Michel Lefebvre a peu d’espoir de mettre la main sur le terrain de la 53e rue. Cependant, ce dernier joue sur un deuxième front, et a porté plainte au Commissariat aux langues officielles. Michel Lefebvre prétend que l’article 41 de la Loi sur les langues officielles engage les institutions fédérales, dont Travaux publics, à favoriser l’épanouissement et le développement des communautés en situation minoritaire. Le fait d’avoir soumis la vente du terrain au marché public, donc de placer la communauté francophone en compétition avec l’entreprise privée, s’inscrit en faux avec cet engagement.

« Notre objectif est de mettre en œuvre le cadre d’imputabilité du plan d’action de Stéphane Dion. On espère que les conclusions de l’enquête de la commissaire aux langues officielles auront pour résultat de faire changer les politiques du Conseil du Trésor qui ne sont pas favorables aux communautés en situation minoritaire », explique M. Lefebvre. Ces politiques demandent au gouvernement fédéral de chercher à maximiser leurs revenus lors de la vente de biens. Le coordonnateur à la mise sur pied d’un centre communautaire espère, de son côté, que le Conseil du Trésor reconnaisse, tout comme le plan Dion, que les communautés minoritaires « ne disposent pas des marges de manœuvre ou des économies d’échelle de la majorité ».

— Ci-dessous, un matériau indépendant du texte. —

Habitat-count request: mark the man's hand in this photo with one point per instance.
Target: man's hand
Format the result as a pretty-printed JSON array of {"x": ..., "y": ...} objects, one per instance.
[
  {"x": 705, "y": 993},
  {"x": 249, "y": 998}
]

Tom Corrigan dit, quant à lui, que c’est la Loi sur les immeubles et biens réels fédéraux qui a été suivie lors de la vente. « Dans cette loi, il n’y a pas de provision pour des avantages spéciaux donnés à des groupes spéciaux lorsqu’une propriété est mise en vente sur le marché ».

Avec la perte de ce terrain, Michel Lefebvre craint maintenant d’avoir à construire le centre communautaire sur un terrain qui n’offrirait pas les mêmes avantages que celui sur la 53e rue. « Nous n’aurions peut-être pas les services publics tout de suite. Peut-être aussi qu’on devrait bâtir sur des piliers au lieu d’une fondation. Ça augmenterait donc les frais de construction ».

S’il s’avérait, à la suite du travail de recherche de M. Lefebvre et de l’enquête du Commissariat aux langues officielles, que Travaux publics était effectivement dans le tort, Michel Lefebvre dit espérer que le ministère fédéral saura le reconnaître. « Il me semble que ce serait totalement justifiable et acceptable, de la part de Travaux publics, de participer financièrement à la réalisation du projet », dit-il.

Dans sa lettre datée du 28 août dernier contestant la vente du terrain, l’Association franco-culturelle de Yellowknife s’est réservé le droit de contester la vente devant les tribunaux. Michel Lefebvre admet cependant que des faits restent à être éclaircis avant qu’une telle procédure ne soit entamée.